The other day I stumbled across a short thread on twitter that possibly shines a light Trump and the motivations of his regime. Perhaps all this talk of Fascism and Nazi-punching is slightly off the mark.
Donald Trump, Steve Bannon and their apologists are not fascists. Fascism contains an element of socialism, at least for the favoured “in-group” sections of society, if not the demonised “Others”.
Trump and Bannon are Anarcho-Capitalists. Their aim is to destroy the power of the state, whether as owner or manager of resources, regulator of markets, redistributor of wealth or independant arbitor of justice. The aim of the Anarcho-Capitalist is to reduce all economic activity “voluntary” contractual transaction.

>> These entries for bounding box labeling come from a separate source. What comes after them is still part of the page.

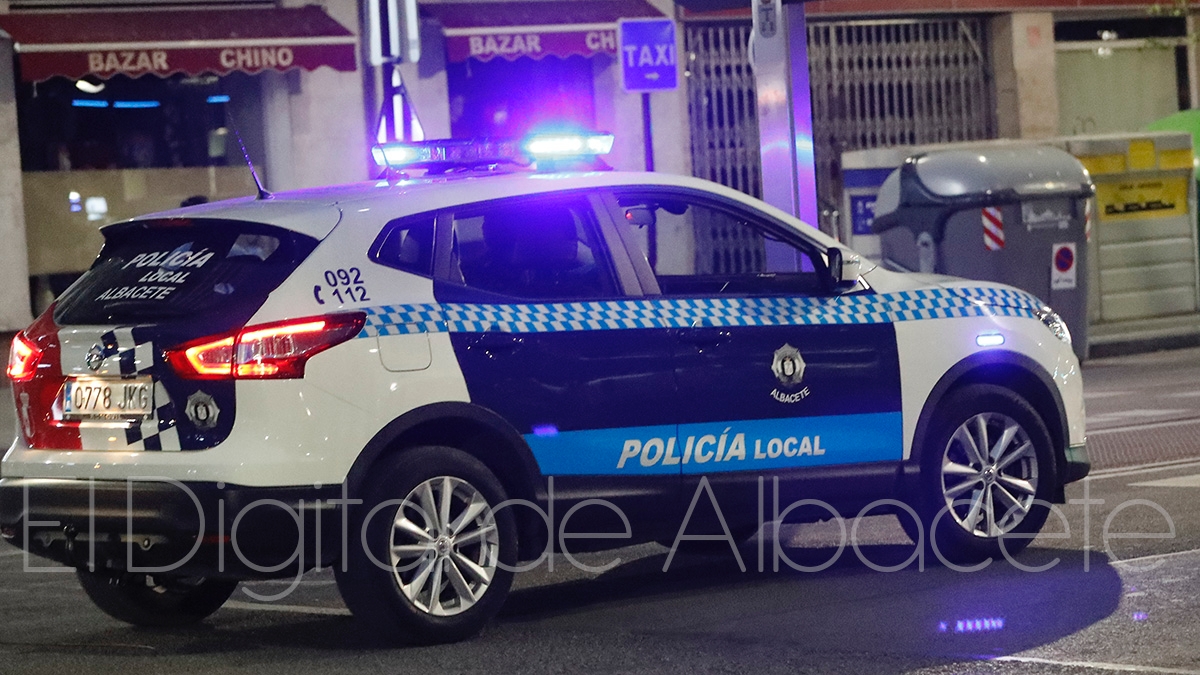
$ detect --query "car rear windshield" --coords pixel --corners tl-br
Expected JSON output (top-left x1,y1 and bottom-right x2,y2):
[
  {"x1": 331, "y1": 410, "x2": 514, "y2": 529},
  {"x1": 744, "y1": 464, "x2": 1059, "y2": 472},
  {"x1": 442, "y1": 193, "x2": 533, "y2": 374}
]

The Fascism of 20th Century Europe was fashioned from the industrial age in which it developed. The economies of the 1930’s depended upon labour, and so the ultra-nationalisms of Hitler, Mussolini and Franco offered the Quid Pro Quo of government intervention in the economy to provide a more or less comfortable existance for the chosen docile in-groups. It should, but incomprehensively doesn´t, go without saying that Fascist states were various degrees of horrendous for anyone who was Jewish, Gipsy, Communist, African, LBGTQ , Disabled, Slav, or often just accused or suspected of being any variation of the above.
The crucial difference between the old-style Fascists and their descendants is that the 21st Century western economy depends not on labour, but consumers.
The stagnation of wages and the rocketing inequalities within western economies since the financial crisies of 2008 has led to a fundamental questioning of the west’s economic model. Critics of the last 35 years of neoliberal capitalism suggest we are living in a period of “Zombie Capitalism”, desperately consuming the remnants of our natural resources to feed an ever-less efficient and fundamentally discredited system that serves only to funnel wealth to an ever-shrinking group of Oligarchs.
Automation and Artificial Inteligence is on the verge of making another section of society redundant. There are serious economic studies underway investigating fundamental shifts in the way western economies could be structured in a a post-industrial, post-capitalist environment. Pilots are being carried out to provide citizens with a Universal Basic Income. There is a flourishing or re-emergence of Utopian ideas of reduced hour work weeks, the developemnt of sustainable economies based on embracing technology, investing in green energy, and developing low-impact permaculture food production. Ideas that offer the promise of an equitable soft-landing from the last 200 years of unsustainable capitalist over-consumption.
The 21st Century Anarcho-Capitalist, on the other hand sees these interventions as heretical disruptions of the market. In an economy that depends not on workers but consumers, the oligarchy has no use for those who cannot treat themselves to a $5 milky syrup coffee, or afford a monthly subscription to Netflix, or provide for their own Health Insurance, or service their student debt or under-write a decent mobile data plan. This growing underclass whose median net worth is less than $5.00 have no value to the likes of Steve Bannon. The Anarcho-Capitalist solution to the kind of inequality where 50% of the population hold the same wealth as 8 billionaires, is to discard the poorest 40%. To excise them from the economy by abandoning them to their fate of climate-induced disasters, disease, opiate addiction, obesity and gun-crime.